"A un metro da te": a Milano la proiezione straordinaria per sensibilizzare sulla fibrosi cistica

Questa sera 8 aprile, alle ore 19,45 Matteo Marzotto, presidente e cofondatore della Fondazione per la ricerca sulla Fibrosi Cistica (FFC) accoglierà gli spettatori in una serata all’insegna della sensibilizzazione sulla questa malattia genetica e sui progressi della ricerca delle cure che potrebbero cambiare la vita dei malati

Matteo Marzotto, presidente e cofondatore della FFC, insieme al vicepresidente Paolo Faganelli, il direttore scientifico e cofondatore Gianni Mastella, la presidente della Lega Italiana Fibrosi Cistica - LIFC Gianna Puppo Fornaro, l’AD di Notorious Cinemas Andrea Stratta e il testimonial e volto dello spot sociale FFC Edoardo Hensemberger.

Il film che verrà proiettato “A un metro da te” è un doloroso ma romantico sick movie con Cole Sprouse e Haley Lu Richardson racconta la storia di un’amicizia che diventa amore di due persone colpite da questa malattia, che per evitare il rischio di sviluppare infezioni gravi, vivono il loro sentimento senza potersi avvicinare.

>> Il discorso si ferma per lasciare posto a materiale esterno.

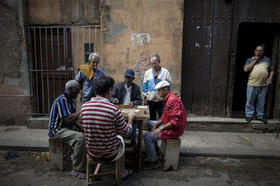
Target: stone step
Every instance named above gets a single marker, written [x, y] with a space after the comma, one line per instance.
[196, 123]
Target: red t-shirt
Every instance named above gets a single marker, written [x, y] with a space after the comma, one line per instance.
[175, 113]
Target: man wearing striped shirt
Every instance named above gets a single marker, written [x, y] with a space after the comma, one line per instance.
[62, 124]
[104, 124]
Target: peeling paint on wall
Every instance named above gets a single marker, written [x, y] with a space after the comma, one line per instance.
[141, 66]
[140, 39]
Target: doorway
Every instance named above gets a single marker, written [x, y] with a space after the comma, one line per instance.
[250, 35]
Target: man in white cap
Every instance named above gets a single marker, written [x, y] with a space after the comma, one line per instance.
[171, 124]
[63, 124]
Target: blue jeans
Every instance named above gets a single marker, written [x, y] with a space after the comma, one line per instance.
[150, 140]
[253, 94]
[133, 133]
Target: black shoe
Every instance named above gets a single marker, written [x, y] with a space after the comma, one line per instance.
[262, 120]
[248, 119]
[150, 165]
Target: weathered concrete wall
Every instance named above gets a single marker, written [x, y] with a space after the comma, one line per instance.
[132, 30]
[45, 12]
[14, 76]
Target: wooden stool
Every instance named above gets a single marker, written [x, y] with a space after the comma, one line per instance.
[278, 131]
[60, 155]
[170, 149]
[113, 177]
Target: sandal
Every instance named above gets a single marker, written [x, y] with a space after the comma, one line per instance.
[126, 173]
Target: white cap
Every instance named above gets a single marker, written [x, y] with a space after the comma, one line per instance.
[162, 84]
[72, 84]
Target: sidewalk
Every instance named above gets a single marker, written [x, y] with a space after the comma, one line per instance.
[194, 143]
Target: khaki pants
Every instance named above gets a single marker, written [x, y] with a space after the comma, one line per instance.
[77, 141]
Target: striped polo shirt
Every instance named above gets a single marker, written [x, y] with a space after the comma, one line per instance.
[62, 107]
[102, 121]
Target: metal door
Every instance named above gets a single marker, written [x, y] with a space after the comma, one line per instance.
[205, 66]
[52, 50]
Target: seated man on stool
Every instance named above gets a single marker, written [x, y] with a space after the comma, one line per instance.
[104, 125]
[128, 93]
[171, 124]
[63, 123]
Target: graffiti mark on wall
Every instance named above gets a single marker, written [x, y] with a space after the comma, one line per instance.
[141, 66]
[140, 39]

Matteo Marzotto ha dichiarato: “Ringraziamo Notorious Pictures per questa proiezione speciale e per aver dimostrato grande sensibilità nei confronti delle due Istituzioni che sono all’opera per sostenere le famiglie e i malati e per trovare quanto prima una cura alla fibrosi cistica. L’uscita del film ci permette di comunicare la nostra battaglia contro questa terribile malattia in modo ancora più efficace, informando anche i più giovani. Infatti crediamo sia utile soprattutto a loro sapere che nel nostro Paese una persona ogni 25 è un portatore sano del gene mutato che causa la fibrosi cistica, circa il 5% della popolazione, e che una coppia di portatori sani ha una probabilità su 4 di mettere al mondo un figlio malato. Così com'è utile sapere che oggi, grazie alla ricerca, esiste un test per riconoscere il portatore”.

La proiezione è un dono che la Notorius Picture ha fatto alla FFC per sensibilizzare il pubblico sulla fibrosi cistica, ma anche sui progressi della ricerca. Grande attesa ci sarà per il testimonial malato di fibrosi cistica Edoardo Hensemberger che è il volto dello spot istituzionale che ha così commentato la pellicola: “Quando ho visto il trailer del film mi sono innamorato di una frase pronunciata dal protagonista: respiriamo aria in prestito. E’ forse la frase più vera sulla fibrosi cistica, perché è proprio così che ci si sente quando si è in ospedale, o comunque quando le cose non vanno come dovrebbero. Sentirla è stato un pugno nello stomaco, ma credo che la consapevolezza sia sempre il punto di partenza. Sono contento di questa occasione di vedere la pellicola perché anche se personalmente ho sempre seguito le regole, mantenendomi lontano dagli altri malati, molte altre persone invece fanno amicizia, soprattutto quando sono costrette a lunghi ricoveri. Il film secondo me racconta qualcosa di vero, in cui immedesimarsi, e che deve essere conosciuto”.